Another Black Wall Street: The 1803 Fund Wants To Invest Over $1 Billion To Revive A Black Portland Community

Another Black Wall Street: The 1803 Fund Wants To Invest Over $1 Billion To Revive A Black Portland Community

Albina is a neighborhood in North Portland, Oregon that was once home to a flourishing Black community. A new organization, the 1803 Fund, and their inaugural project, Rebuild Albina, is aiming to ensure that the Black town thrives again.  

Earlier this year, Nike founder Phil Knight pledged a $400 million investment in the “Albina neighborhood, specifically to help Black Portlanders.” This gift was the inception of the 1803 Fund, so named for the year that York, an enslaved African American “was directed to join the Lewis and Clark Expedition.”

Oregon has a complicated history, fraught with racial tension since the state’s formation. Originally, the state constitution of Oregon contained an “‘exclusion law,’ which prohibited Black people from entering or residing in the state…[and] the exclusion clause remained in the constitution until 1926.” During the World War II era, many Black workers moved their families to the Albina area of Portland, the only Black neighborhood where they were allowed to live at that time.

After the war, “a thriving Black community and business district emerged in Albina…Black-owned businesses, community centers, houses of worship, arts and cultural spaces, and so much more were the foundation of the Black Albina community.”

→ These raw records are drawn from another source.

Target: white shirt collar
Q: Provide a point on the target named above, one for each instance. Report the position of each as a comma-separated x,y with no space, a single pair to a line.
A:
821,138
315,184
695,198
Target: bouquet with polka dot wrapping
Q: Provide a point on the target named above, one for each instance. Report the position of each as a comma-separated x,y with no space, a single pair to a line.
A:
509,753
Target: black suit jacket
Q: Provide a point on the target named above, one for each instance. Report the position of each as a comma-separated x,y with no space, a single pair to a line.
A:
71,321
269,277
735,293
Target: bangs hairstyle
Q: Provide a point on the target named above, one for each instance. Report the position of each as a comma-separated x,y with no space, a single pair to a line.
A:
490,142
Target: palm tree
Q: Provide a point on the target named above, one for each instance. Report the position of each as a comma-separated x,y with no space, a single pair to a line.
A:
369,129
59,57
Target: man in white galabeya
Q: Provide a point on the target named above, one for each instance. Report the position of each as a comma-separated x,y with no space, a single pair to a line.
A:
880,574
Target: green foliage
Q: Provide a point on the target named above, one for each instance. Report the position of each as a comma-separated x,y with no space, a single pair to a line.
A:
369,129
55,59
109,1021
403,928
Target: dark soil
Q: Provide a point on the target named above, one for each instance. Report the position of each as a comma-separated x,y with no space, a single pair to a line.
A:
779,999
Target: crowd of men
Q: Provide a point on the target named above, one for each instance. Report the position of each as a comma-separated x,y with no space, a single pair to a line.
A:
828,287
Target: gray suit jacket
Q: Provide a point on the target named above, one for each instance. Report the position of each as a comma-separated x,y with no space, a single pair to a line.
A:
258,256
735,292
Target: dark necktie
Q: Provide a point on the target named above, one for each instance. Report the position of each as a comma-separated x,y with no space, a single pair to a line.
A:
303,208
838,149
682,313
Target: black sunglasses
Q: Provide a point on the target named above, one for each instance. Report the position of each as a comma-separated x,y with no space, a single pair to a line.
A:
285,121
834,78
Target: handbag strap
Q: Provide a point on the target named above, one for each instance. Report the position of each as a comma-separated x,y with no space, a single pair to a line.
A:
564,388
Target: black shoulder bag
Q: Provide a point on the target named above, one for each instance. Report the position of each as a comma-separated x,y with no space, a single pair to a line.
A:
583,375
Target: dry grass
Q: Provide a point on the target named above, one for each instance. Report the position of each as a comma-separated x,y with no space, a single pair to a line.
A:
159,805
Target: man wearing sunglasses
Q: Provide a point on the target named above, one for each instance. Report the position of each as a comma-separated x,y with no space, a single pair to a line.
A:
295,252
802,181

But in the 1970s, a bustling district that was once 80% Black would go on to be destroyed by “‘urban renewal’ projects [that]…displaced hundreds of Black families and businesses and led to the dismantling of the Albina community.” After a series of economic downturns combined with predatory bank loan practices, Albina was no longer majority-Black.

Rukaiyah Adams, CEO of the 1803 Fund and fourth generation Portlander, is “already working to get the 1803 Fund to grow over $1 billion.”

“Living in a place like Portland, I’m very proximate to people in this community,” Adams stated, “[from] the folks who live in multi-family housing that we might own to the people who will be affected by natural resource allocations that investors make.”

“I think it would mean more for me to do what was right by the public good and to make money at the same time,” she added.

Adams plans to focus on real assets and growing the Fund initially. “If we can grow larger than I expected, then I think we will take on a more conventional endowment approach to the assets.

Community activists are hopeful that the Fund can “reverse a legacy of forced displacement in the name of urban renewal, the city-sponsored razing of a neighborhood and commercial district in order to build a freeway, a sports arena and a hospital campus.”

“It’s an investment in hope…The situation is so dire, so tragic, all of us on the front line from time to time have crises of confidence,” stated the president and CEO of the nonprofit Volunteers of America Oregon Kay Toran.

Ron Herndon, an 1803 Fund board member, echoed Toran’s sentiments. “I think it’s an opportunity to try to address some of the longstanding ills that fostered on the Black community. It’s an opportunity if we manage this correctly.”

“Black people have always been central to Portland’s economic success, but have rarely had access to the benefits and advantages that enable wealth creation and collective wellbeing,” continued Herndon, “The Rebuild Albina project hopes to change that trajectory.”